Home Big Data Introducing Python Consumer-Outlined Desk Capabilities (UDTFs)

Introducing Python Consumer-Outlined Desk Capabilities (UDTFs)

Introducing Python Consumer-Outlined Desk Capabilities (UDTFs)


Apache Spark™ 3.5 and Databricks Runtime 14.0 have introduced an thrilling function to the desk: Python user-defined desk capabilities (UDTFs). On this weblog put up, we’ll dive into what UDTFs are, why they’re highly effective, and the way you should use them.

What are Python user-defined desk capabilities (UDTFs)

A Python user-defined desk perform (UDTF) is a brand new type of perform that returns a desk as output as an alternative of a single scalar consequence worth. As soon as registered, they will seem within the FROM clause of a SQL question.

Every Python UDTF accepts zero or extra arguments, the place every argument could be a fixed scalar worth similar to an integer or string. The physique of the perform can examine the values of those arguments with the intention to make selections about what knowledge to return.

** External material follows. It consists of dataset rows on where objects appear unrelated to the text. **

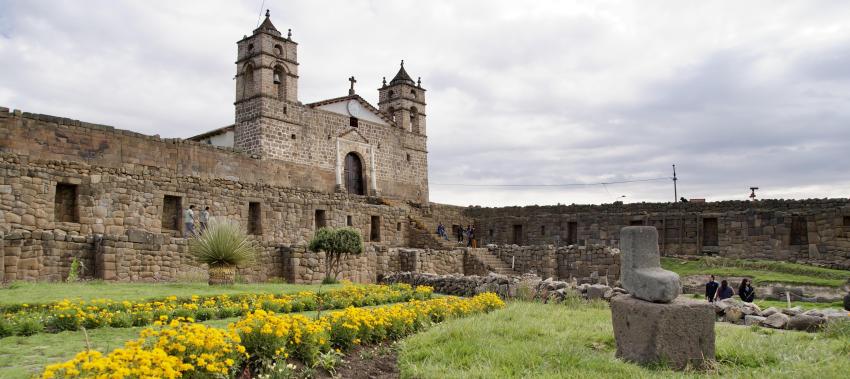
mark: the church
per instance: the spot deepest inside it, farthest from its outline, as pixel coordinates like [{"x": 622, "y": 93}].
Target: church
[{"x": 348, "y": 144}]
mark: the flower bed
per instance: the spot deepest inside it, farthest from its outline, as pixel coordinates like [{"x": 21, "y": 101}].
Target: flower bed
[
  {"x": 262, "y": 337},
  {"x": 72, "y": 315}
]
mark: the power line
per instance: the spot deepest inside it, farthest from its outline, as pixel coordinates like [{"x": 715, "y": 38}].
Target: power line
[{"x": 550, "y": 185}]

Why must you use Python UDTFs

Briefly, in order for you a perform that generates a number of rows and columns, and need to leverage the wealthy Python ecosystem, Python UDTFs are for you.

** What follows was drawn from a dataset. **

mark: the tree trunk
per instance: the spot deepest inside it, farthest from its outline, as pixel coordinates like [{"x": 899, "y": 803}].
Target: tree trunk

Python UDTFs vs Python UDFs

Whereas Python UDFs in Spark are designed to every settle for zero or extra scalar values as enter, and return a single worth as output, UDTFs supply extra flexibility. They’ll return a number of rows and columns, extending the capabilities of UDFs.

Python UDTFs vs SQL UDTFs

SQL UDTFs are environment friendly and versatile, however Python provides a richer set of libraries and instruments. For transformations or computations needing superior strategies (like statistical capabilities or machine studying inferences), Python stands out.

Find out how to create a Python UDTF

Let’s take a look at a fundamental Python UDTF:

from pyspark.sql.capabilities import udtf

@udtf(returnType="num: int, squared: int")
class SquareNumbers:
    def eval(self, begin: int, finish: int):
        for num in vary(begin, finish + 1):
            yield (num, num * num)

Within the above code, we have created a easy UDTF that takes two integers as inputs and produces two columns as output: the unique quantity and its sq..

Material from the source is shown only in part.